A second executive committee made up of county officials prioritized those recommendations before the list went before the board Tuesday.
These are things that are urgent — they’re needed right now.
Atascadero Mayor Tom O’Malley
Separately, the county is also awaiting results of a review by a third-party consultant also tasked with providing recommended changes. Results of that review, requested by county administration, are expected within the first two months of 2018, County Counsel Rita Neal told the board.
A request for proposals to contract outside medical and mental health services at the jail is also expected to be released early next year.
Of the possible improvements already in motion, the Sheriff’s Office is expecting to open its newly constructed medical facility building at the jail in May 2018, Sheriff Ian Parkinson told the board Tuesday.
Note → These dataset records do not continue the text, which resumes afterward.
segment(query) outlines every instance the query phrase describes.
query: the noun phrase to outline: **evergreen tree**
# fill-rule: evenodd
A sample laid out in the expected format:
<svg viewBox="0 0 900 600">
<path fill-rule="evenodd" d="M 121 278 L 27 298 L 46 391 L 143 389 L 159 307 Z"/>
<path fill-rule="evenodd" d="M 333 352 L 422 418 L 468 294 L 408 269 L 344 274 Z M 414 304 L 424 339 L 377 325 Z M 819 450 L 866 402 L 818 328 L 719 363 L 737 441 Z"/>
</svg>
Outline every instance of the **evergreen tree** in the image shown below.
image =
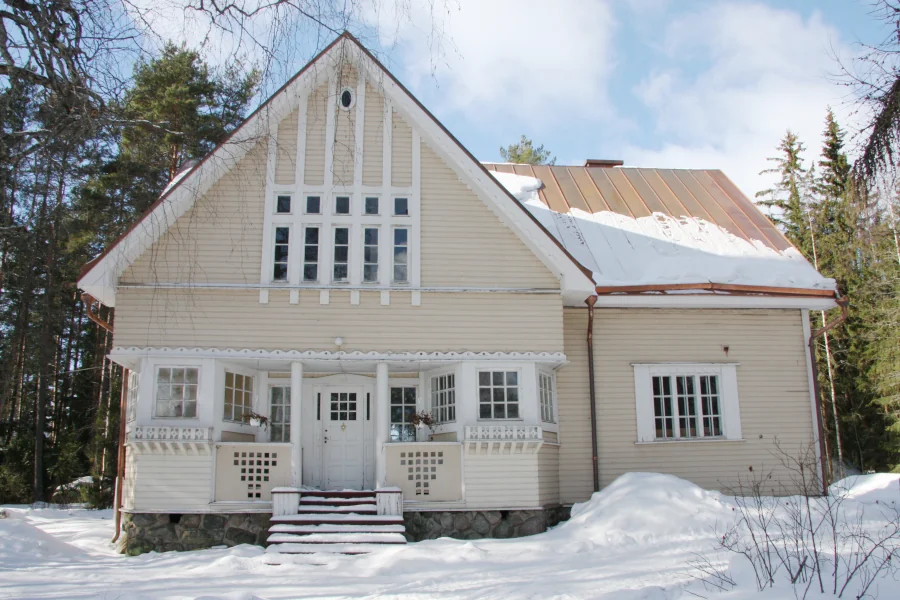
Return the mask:
<svg viewBox="0 0 900 600">
<path fill-rule="evenodd" d="M 500 148 L 500 157 L 503 162 L 522 165 L 555 165 L 556 157 L 550 158 L 551 152 L 544 150 L 544 146 L 534 147 L 534 143 L 525 137 L 506 148 Z"/>
</svg>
The facility’s former building can be repurposed to provide an on-site mental health treatment and housing area.
“That process is moving forward in every which way we can,” Parkinson said.
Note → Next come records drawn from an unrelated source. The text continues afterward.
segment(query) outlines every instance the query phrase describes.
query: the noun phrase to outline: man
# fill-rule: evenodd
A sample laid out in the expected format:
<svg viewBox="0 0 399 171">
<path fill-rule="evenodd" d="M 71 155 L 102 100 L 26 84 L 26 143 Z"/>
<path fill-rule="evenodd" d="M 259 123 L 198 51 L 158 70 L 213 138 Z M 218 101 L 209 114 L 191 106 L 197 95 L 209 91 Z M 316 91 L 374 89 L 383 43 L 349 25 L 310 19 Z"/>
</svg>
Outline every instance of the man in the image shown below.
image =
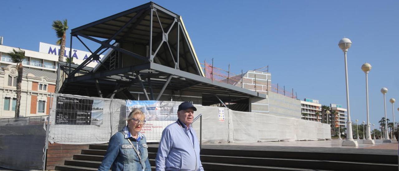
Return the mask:
<svg viewBox="0 0 399 171">
<path fill-rule="evenodd" d="M 162 132 L 155 161 L 157 171 L 203 171 L 199 143 L 191 126 L 196 111 L 188 101 L 179 105 L 177 121 Z"/>
</svg>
Tuesday’s hearing was attended by the county’s seven police chiefs, officials from the jail and County Health, members of the county Grand Jury and several residents who say their families have been affected by a local lack of services.
Los Osos resident Linda Martin, who said her daughter injured herself after being denied medication and placed in a County Jail safety cell in 2016, said treatment of inmates at the jail now is a “crisis.”
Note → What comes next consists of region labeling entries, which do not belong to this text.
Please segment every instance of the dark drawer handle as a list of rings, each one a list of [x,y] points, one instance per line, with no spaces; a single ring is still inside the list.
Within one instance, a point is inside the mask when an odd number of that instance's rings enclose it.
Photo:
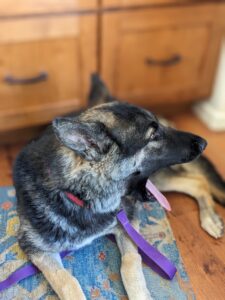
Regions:
[[[160,66],[160,67],[170,67],[177,65],[182,60],[182,57],[179,54],[174,54],[169,59],[157,60],[153,58],[146,58],[145,63],[148,66]]]
[[[48,79],[47,72],[40,72],[37,76],[30,78],[16,78],[11,75],[5,76],[4,81],[10,85],[35,84]]]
“Competent psychiatrists need to be put in place right now,” Martin said.
That urgency was echoed by San Luis Obispo attorney Stew Jenkins, who urged the board to shore up funding for solutions that could be enacted quickly, such as hiring more staff at the jail.
“While (requests for proposals) are prepared, people are going to continue to die,” Jenkins said.
While (requests for proposals) are prepared, people are going to continue to die.
San Luis Obispo attorney Stew Jenkins
Aurora William, executive director of ECHO shelter in Atascadero, said the current system for people struggling with mental illness and substance abuse has “left us with a lot of families that are fragmented.” William told the board that a local detoxification facility is long overdue.
The board was set to simply receive and file the committee’s recommendations, but each supervisor added additional direction to staff about what they want to know next time the issue comes before the board, likely early next year.
Supervisor Bruce Gibson said that he wanted staff to select the top three to five recommendations or projects that make the most strategic sense to start first and come back with cost and time estimates.
Gibson also suggested shifting the leadership of the overall effort to the county’s administrative office, rather than the Sheriff’s Office, which he said would be better at engaging non-government stakeholders such as the faith and business communities. No other official backed Gibson’s recommendation.
Supervisor Adam Hill asked for staff to provide an update on the proposed 91-bed psychiatric hospital in Templeton approved by the county in March 2016. Behavioral Health Director Anne Robin said the county has not received an update from the developer on the private hospital in some time, but the most recent estimates have the facility completed in 2021, Robin said. An update on the project will come back before the board early next year.
While supervisors Debbie Arnold and Lynn Compton said they wanted the Sheriff’s Office to continue moving forward with prioritizing the various improvements, Compton added that she wanted more information on mental health urgent care centers and identifying potential partners for such a facility.
Lastly, Supervisor John Peschong said he wanted staff to consult with the county’s lobbyist to see if there are legislative avenues to increase the number of beds in the county’s psychiatric facility, which is federally licensed for 16 beds.